This book starts with Captain Ledger leading a team investigating the reasons behind the sudden silence from a research facility in the Antarctic. (As an aside, my current bedtime read is H.P. Lovecraft’s The Mountain’s of Madness from The Complete Fiction and Poetry of H.P. Lovecraft and I saw the connection right away.) Thus begins a wild mash-up of Lovecraft and Ledger.

One of a number of well-crafted subplots involves the childhood of the most intelligent person on the planet who also believes Lovecraft, Derleth, Howard, and other authors were writing much more than stupid horror stories.

Prospero was convinced he was not human. Not entirely. And he was equally convinced that he was not from this world.

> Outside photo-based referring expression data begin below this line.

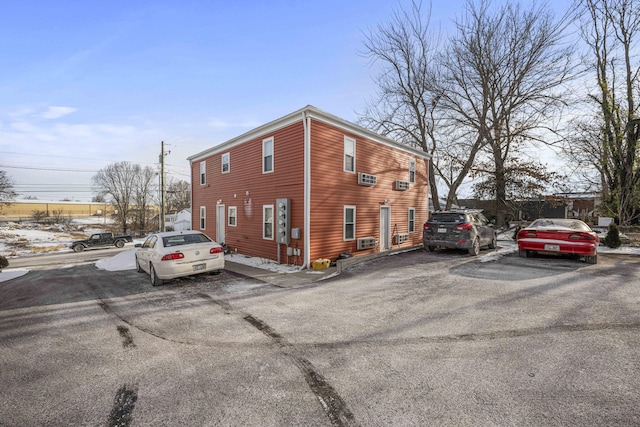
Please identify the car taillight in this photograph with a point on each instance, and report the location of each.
(581, 236)
(173, 256)
(464, 226)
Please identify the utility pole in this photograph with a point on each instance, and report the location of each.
(162, 192)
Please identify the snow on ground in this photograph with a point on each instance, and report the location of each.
(60, 239)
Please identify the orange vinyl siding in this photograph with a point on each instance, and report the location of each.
(245, 175)
(332, 189)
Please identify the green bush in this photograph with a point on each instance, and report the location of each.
(612, 240)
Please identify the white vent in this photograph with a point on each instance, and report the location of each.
(402, 185)
(366, 179)
(366, 243)
(401, 238)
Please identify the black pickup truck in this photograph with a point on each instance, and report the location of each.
(99, 240)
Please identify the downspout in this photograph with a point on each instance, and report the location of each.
(306, 122)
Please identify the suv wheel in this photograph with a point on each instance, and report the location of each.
(474, 250)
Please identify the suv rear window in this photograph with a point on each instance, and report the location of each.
(448, 217)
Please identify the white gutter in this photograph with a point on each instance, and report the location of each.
(306, 122)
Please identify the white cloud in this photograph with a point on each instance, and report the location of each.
(57, 112)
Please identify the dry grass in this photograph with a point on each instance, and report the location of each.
(44, 249)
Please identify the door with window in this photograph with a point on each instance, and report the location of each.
(385, 228)
(220, 221)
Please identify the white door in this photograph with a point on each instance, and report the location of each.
(385, 228)
(220, 221)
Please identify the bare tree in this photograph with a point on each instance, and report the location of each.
(118, 182)
(611, 29)
(405, 103)
(143, 196)
(7, 194)
(506, 72)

Prospero wants to build what he calls the “God Machine” to open a door to the world he came from so he can go home. His attempts over the years have led to a number of side effects, projects co-opted by his demanding father. Projects with names like “Dreamwalking,” “Dreamshield,” “Freefall,” “Unlearnable Truths,” and “Kill Switch,” which when activated creates a localized, temporary EMP. The technologies fall into the hands of a terrorist group and events escalate to a level of unthinkable proportions.

Things that make a Joe Ledger novel so much fun to read include his sparkly dialogue:

Hell, Farm Boy, don’t go thinking you hold the patent on being sphincter-clenching scared. I would give your left nut to be ten thousand miles away from here.

Maberry is also the king of the simile:

I rolled on my side as far as tubes and wires would allow. There was no muscle tone left as far as I could tell and even that simple action was like bench-pressing a Volvo.

There is a great deal of ground covered in this 544 page volume, but Maberry keeps it interesting with a number of brilliant twists. Just when you think you know where he’s going, there’s another twist and it all makes as much sense as it did before or at least until the next twist.

Once you get to the last hundred pages, I dare you to put this book down. It’s just loaded with non-stop action. When I was done, I was ready for the Joe Ledger Special from Jake Witkowski’s food truck:

A homemade bacon cheddar brat, sliced open and topped with a steak patty with grilled pepper and onions, piled high with homemade cheese sauce, homemade whiskey BBQ sauce, and crushed Fritos.

Published by St. Martin’s Griffin, Kill Switch is available in paperback, e-book, and popular audio formats.

This one gets my highest recommendation.